Martin Belam  by Martin Belam, 26 February 2007

Today Onetwo release their debut album "Instead". They are a duo featuring Paul Humphreys formerly of OMD, and Claudia Brücken formerly of icy cool German electronic pop legends Propaganda. I saw them live a couple of years ago, and hopefully a copy of the album is currently winging its way to me, along with a copy of the single released from the album, "Cloud 9", which features Depeche Mode's Martin Gore on it. I ordered the CDs from Onetwo's own website - but only just.

Onetwo shop

The design of the Onetwo site compliments the packaging of their releases so far, and comes equipped with the kind of copy you'd expect from someone with ZTT heritage like Claudia:

This, then, is unleashed information, for the eyes of most people, give or take those stuck in the universe of the blue board answering questions about sleeves, selves, sauces, bangs, shelves, elves, horns and mixes lost to most inside the decade known as the 1980s, which didn't spend enough time in Las Vegas pretending it was Elvis

The problem comes when you want to make a purchase.
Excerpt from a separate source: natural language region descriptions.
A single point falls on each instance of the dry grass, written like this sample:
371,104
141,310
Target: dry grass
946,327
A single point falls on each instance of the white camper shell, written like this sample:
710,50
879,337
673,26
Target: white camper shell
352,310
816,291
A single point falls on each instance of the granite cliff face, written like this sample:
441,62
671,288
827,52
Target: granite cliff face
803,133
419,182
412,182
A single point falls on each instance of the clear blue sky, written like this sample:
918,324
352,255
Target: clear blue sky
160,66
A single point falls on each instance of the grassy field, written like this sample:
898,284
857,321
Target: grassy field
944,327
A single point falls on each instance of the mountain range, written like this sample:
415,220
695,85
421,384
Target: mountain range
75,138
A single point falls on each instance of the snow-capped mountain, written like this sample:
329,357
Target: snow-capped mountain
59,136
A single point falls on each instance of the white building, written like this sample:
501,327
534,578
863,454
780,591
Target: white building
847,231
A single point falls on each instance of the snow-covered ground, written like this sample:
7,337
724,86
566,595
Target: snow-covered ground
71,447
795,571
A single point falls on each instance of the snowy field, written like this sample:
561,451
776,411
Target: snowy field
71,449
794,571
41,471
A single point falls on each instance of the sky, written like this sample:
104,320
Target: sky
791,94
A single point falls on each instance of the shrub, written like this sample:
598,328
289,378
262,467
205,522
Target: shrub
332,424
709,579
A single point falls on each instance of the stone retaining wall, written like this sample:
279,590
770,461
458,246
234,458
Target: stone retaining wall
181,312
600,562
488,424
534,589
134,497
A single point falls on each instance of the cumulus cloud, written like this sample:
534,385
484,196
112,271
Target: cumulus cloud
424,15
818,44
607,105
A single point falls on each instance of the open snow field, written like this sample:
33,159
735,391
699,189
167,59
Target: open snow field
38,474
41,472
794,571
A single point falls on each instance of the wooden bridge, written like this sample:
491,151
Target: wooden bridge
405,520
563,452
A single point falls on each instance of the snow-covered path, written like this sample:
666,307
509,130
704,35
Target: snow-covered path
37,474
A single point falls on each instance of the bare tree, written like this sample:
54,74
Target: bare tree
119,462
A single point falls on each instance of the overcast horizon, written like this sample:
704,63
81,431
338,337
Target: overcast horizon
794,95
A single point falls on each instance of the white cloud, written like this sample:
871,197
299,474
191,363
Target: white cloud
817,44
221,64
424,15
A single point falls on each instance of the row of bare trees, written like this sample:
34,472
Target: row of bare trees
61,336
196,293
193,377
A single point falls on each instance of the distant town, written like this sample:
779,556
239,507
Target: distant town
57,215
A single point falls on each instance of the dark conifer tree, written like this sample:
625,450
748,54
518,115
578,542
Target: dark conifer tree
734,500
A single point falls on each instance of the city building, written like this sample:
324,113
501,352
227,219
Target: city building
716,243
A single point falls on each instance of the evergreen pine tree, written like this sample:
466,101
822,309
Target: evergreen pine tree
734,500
Anyone building e-commerce websites needs to have the motif test, test and test again at the heart of what they do, and that means checking that sites work across all browsers and for all people. The shop part of the site opens up in a pop-up window with a fixed width.

20070226_sonic1.gif

As you proceed through the transaction, you eventually leave the Onetwo site itself for a page delivered by someone else, which is where the issues really start. In Firefox when you move through to Sonic Seduction Limited's eCommerce bit, it opens in a new tab within the popup, which causes scrollbars to appear, hiding some of the information on the page. Since the pop-up cannot be re-sized, you don't get to see the whole page.
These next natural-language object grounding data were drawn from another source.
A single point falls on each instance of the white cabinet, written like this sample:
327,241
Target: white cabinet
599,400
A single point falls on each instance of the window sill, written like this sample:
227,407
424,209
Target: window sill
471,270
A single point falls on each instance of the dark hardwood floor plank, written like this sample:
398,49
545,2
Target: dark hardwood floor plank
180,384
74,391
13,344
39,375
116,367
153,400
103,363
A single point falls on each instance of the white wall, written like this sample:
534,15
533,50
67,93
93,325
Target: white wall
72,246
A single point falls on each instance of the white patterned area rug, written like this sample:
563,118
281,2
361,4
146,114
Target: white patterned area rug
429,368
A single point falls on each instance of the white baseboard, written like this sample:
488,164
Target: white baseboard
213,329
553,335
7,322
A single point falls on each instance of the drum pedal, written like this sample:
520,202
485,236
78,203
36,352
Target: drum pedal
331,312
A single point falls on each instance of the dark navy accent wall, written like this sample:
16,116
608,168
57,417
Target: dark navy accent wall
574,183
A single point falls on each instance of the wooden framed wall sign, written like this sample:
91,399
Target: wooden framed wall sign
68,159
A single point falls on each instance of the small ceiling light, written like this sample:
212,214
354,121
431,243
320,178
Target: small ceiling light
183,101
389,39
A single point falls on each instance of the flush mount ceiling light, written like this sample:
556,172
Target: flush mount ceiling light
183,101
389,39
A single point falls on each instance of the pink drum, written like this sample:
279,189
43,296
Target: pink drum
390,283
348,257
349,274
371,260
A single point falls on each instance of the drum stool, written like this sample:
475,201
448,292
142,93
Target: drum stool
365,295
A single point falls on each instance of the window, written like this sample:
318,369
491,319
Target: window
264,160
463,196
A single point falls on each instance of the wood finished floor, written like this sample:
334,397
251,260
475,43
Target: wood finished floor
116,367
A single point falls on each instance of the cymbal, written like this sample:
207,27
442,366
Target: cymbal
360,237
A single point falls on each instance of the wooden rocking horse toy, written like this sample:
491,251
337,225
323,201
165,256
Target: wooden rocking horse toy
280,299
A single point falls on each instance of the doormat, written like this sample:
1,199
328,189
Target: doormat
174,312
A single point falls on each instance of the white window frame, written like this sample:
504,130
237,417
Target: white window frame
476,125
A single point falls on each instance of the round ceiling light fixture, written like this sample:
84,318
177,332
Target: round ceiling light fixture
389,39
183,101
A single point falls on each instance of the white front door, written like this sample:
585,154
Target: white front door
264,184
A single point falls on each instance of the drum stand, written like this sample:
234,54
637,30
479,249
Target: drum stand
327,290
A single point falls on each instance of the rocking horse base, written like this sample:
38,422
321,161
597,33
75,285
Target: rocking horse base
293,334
For me personally it wasn't a huge problem, as I could pretty much see what was going on. What I can't understand, though, is why you would produce a page which had just fine accessibiliy, with good information around the form entry fields, and text that could be re-sized - and then lock it into one particular size that the user is deprived of controlling? It means that anybody requiring the screen ti be displayed in large fonts wouldn't be able to see all the information on the page.

I hope, when I get it, that the album will be more accessible than the shopping experience.